Les sapeurs ennemis n'avançaient pas aussi vite qu'au début ; manifestement influencés par la récente frappe de Wang Zhong.
Popov rejoignit Wang Zhong, jetant un coup d'œil à l'ennemi tout en parlant : « Le corps du génie estime que d'ici le 10 octobre, l'ennemi aura creusé jusqu'à cinquante mètres de la tête de pont. Avant cela, nous devons trouver le bon moment pour battre en retraite et faire sauter le pont. Sinon, une fois l'ennemi sur la rive, installer des explosifs sera délicat. »
Wang Zhong : « Installez les explosifs ce soir.

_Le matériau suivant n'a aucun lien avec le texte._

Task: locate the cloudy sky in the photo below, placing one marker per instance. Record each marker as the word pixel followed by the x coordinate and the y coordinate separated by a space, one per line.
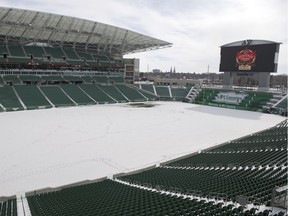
pixel 197 28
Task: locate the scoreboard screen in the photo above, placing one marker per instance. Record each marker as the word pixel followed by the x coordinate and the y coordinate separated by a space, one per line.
pixel 247 57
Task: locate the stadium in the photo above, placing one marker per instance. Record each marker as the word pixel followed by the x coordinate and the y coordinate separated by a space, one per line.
pixel 79 135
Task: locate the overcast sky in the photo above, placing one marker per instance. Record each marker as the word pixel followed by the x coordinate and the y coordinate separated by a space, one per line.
pixel 197 28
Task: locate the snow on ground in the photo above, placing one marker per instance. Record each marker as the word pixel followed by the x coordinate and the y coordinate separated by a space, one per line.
pixel 54 147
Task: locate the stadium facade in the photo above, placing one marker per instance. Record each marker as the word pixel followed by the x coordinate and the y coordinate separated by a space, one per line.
pixel 38 40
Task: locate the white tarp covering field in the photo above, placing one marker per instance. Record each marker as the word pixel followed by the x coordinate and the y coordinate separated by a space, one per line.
pixel 54 147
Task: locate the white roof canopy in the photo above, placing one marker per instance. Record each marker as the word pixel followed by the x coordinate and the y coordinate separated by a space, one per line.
pixel 25 26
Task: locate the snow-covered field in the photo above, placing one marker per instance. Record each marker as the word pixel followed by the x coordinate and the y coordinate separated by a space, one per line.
pixel 54 147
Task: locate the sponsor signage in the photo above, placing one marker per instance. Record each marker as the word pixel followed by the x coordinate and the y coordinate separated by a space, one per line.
pixel 229 97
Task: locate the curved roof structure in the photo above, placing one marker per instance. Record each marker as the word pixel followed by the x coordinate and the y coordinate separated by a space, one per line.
pixel 26 26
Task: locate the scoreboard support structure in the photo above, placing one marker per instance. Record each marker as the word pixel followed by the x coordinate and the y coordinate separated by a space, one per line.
pixel 251 59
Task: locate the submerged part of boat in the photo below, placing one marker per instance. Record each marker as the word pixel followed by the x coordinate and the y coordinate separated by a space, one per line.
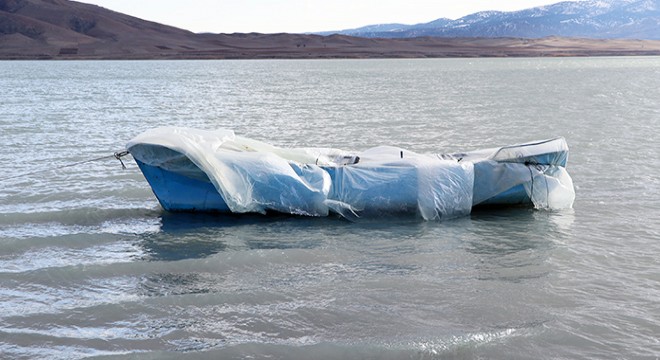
pixel 218 171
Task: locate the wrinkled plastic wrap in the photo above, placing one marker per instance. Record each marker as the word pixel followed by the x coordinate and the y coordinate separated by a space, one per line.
pixel 253 176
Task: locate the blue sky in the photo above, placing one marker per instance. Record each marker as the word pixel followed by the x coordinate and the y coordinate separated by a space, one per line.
pixel 297 16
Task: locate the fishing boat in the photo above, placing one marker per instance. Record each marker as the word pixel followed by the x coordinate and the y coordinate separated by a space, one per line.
pixel 218 171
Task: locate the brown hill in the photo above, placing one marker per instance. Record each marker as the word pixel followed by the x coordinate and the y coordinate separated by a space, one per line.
pixel 63 29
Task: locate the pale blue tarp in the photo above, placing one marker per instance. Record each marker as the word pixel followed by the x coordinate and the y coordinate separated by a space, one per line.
pixel 253 176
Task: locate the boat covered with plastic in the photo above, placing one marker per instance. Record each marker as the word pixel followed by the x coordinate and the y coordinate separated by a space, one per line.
pixel 219 171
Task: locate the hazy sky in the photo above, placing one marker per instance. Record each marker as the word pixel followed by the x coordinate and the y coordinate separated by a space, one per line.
pixel 297 16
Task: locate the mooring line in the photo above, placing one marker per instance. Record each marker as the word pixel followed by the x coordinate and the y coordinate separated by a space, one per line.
pixel 118 155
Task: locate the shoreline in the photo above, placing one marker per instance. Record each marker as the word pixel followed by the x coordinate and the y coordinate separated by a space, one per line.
pixel 294 46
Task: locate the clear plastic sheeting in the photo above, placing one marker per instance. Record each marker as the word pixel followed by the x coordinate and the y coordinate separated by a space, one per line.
pixel 253 176
pixel 392 180
pixel 186 167
pixel 551 188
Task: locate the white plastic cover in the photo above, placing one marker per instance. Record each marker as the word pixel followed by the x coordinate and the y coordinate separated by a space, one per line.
pixel 253 176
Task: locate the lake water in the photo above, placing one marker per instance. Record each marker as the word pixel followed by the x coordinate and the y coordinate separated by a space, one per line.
pixel 90 265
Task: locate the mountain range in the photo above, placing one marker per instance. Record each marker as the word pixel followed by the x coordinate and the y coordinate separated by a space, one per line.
pixel 64 29
pixel 596 19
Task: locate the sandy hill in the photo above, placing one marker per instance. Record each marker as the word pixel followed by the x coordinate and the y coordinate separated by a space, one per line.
pixel 63 29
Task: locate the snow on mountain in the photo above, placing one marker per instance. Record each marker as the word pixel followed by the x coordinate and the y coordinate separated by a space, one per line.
pixel 601 19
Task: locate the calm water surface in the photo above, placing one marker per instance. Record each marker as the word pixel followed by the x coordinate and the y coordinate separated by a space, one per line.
pixel 91 266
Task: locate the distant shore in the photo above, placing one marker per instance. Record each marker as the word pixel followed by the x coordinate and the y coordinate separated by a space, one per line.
pixel 294 46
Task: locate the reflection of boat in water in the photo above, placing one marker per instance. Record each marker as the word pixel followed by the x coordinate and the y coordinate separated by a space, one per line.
pixel 217 171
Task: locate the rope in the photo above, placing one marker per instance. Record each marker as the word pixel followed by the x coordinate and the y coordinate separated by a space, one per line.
pixel 117 155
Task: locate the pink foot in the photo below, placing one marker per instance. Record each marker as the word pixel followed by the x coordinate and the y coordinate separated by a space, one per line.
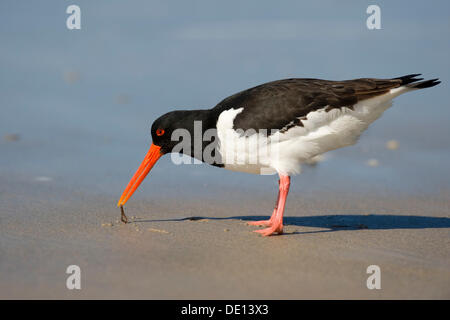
pixel 265 223
pixel 275 227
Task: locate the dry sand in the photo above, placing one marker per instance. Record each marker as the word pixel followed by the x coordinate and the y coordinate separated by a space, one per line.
pixel 330 239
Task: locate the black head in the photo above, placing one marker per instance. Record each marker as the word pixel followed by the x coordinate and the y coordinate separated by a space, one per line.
pixel 163 127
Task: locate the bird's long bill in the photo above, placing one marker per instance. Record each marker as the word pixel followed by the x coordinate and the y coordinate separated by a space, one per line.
pixel 149 161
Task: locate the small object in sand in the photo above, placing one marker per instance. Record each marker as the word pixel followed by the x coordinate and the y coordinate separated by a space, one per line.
pixel 337 226
pixel 373 163
pixel 12 137
pixel 392 144
pixel 195 218
pixel 123 217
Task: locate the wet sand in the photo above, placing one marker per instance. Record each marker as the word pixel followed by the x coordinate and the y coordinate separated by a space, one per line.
pixel 330 239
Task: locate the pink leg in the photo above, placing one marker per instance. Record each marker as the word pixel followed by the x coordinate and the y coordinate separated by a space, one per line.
pixel 277 220
pixel 267 223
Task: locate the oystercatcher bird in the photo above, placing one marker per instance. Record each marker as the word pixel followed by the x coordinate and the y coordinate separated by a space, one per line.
pixel 275 127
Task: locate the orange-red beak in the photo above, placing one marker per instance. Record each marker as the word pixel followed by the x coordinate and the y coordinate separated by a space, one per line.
pixel 149 161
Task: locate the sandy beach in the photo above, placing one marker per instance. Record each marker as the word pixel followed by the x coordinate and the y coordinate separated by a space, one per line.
pixel 202 249
pixel 76 110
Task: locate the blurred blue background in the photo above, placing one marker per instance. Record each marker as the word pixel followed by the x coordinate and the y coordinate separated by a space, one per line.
pixel 77 105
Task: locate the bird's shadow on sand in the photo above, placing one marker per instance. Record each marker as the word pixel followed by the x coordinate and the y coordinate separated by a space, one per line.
pixel 340 222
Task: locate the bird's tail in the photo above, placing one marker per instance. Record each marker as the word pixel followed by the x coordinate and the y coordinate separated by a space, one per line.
pixel 412 82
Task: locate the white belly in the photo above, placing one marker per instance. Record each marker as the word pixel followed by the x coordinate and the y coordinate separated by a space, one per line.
pixel 283 152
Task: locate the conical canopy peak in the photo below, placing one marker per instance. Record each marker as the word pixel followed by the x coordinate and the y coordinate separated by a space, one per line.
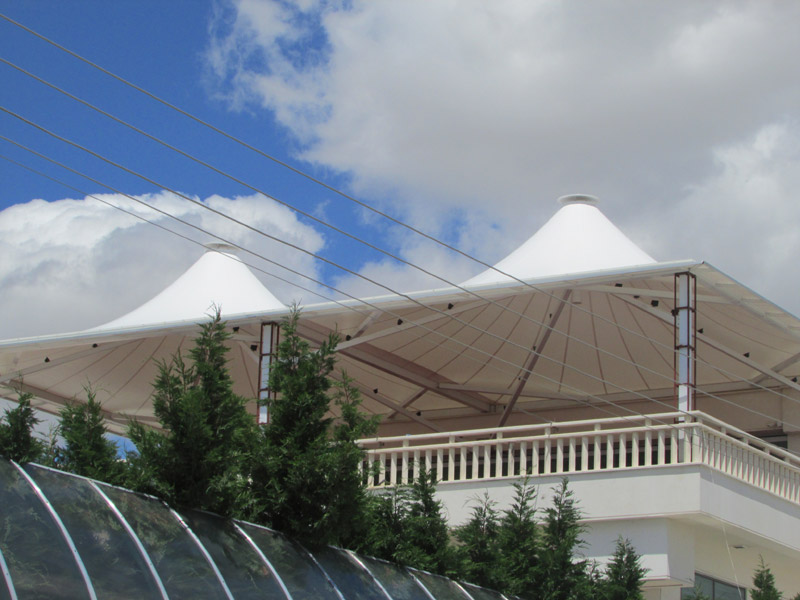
pixel 579 238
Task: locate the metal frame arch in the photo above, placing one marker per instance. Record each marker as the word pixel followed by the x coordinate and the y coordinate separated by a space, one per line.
pixel 354 557
pixel 137 542
pixel 203 550
pixel 264 558
pixel 60 524
pixel 324 572
pixel 7 577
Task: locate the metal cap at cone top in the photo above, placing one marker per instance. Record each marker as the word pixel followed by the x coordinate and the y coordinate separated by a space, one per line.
pixel 578 199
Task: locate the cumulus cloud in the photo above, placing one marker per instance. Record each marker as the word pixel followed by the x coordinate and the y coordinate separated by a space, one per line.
pixel 743 218
pixel 490 110
pixel 78 263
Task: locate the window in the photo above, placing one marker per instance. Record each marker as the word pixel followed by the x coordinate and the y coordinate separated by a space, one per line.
pixel 713 589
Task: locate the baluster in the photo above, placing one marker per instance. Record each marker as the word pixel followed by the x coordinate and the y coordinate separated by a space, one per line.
pixel 548 449
pixel 598 453
pixel 498 455
pixel 687 444
pixel 673 446
pixel 572 453
pixel 585 453
pixel 404 474
pixel 451 460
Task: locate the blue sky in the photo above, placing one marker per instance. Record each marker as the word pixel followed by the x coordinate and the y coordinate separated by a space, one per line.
pixel 464 119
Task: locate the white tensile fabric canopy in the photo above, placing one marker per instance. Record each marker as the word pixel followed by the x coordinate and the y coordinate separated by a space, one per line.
pixel 592 341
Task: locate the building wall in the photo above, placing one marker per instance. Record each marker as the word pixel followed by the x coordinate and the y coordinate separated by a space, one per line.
pixel 682 519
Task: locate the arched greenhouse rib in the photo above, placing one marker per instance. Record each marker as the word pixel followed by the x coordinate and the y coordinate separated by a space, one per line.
pixel 65 536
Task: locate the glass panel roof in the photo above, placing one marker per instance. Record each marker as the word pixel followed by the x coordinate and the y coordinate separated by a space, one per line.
pixel 134 546
pixel 38 558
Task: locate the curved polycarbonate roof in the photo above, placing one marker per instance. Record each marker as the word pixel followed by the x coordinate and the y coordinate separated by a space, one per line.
pixel 63 536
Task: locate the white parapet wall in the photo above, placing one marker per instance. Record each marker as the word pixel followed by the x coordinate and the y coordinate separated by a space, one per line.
pixel 694 498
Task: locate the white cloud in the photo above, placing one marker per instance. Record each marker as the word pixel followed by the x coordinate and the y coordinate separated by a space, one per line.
pixel 491 110
pixel 77 263
pixel 743 218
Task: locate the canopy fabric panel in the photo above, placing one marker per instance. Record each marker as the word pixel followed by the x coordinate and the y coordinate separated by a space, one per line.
pixel 453 358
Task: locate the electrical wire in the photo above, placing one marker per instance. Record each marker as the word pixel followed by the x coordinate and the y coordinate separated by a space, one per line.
pixel 305 175
pixel 344 195
pixel 358 239
pixel 375 307
pixel 374 282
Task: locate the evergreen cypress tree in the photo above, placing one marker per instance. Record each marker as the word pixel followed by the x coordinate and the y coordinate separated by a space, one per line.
pixel 561 576
pixel 624 574
pixel 306 474
pixel 200 459
pixel 518 544
pixel 386 518
pixel 480 551
pixel 426 541
pixel 764 584
pixel 347 505
pixel 17 441
pixel 87 452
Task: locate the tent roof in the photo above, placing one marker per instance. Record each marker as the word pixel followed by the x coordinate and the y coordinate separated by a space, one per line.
pixel 217 280
pixel 450 358
pixel 578 238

Commencez la pose au crépuscule ; maintenant que les nuits se sont rallongées, cela devrait être fini avant l'aube, et nous battrons en retraite de la tête de pont au moment le plus sombre avant l'aube. »
Popov : « Cela fonctionne. C'est dommage, une si belle enclume, et l'ennemi ne mord pas à l'hameçon après s'être fait marteler deux fois. »
Wang Zhong soupira : « En effet. Et nous devons même faire sauter le pont sur la rivière Douva. En regardant ce pont maintenant, quel beau pont c'est. »
Ce fut à cet instant que Wang Zhong comprit vraiment cette réplique du célèbre film « Le Pont ».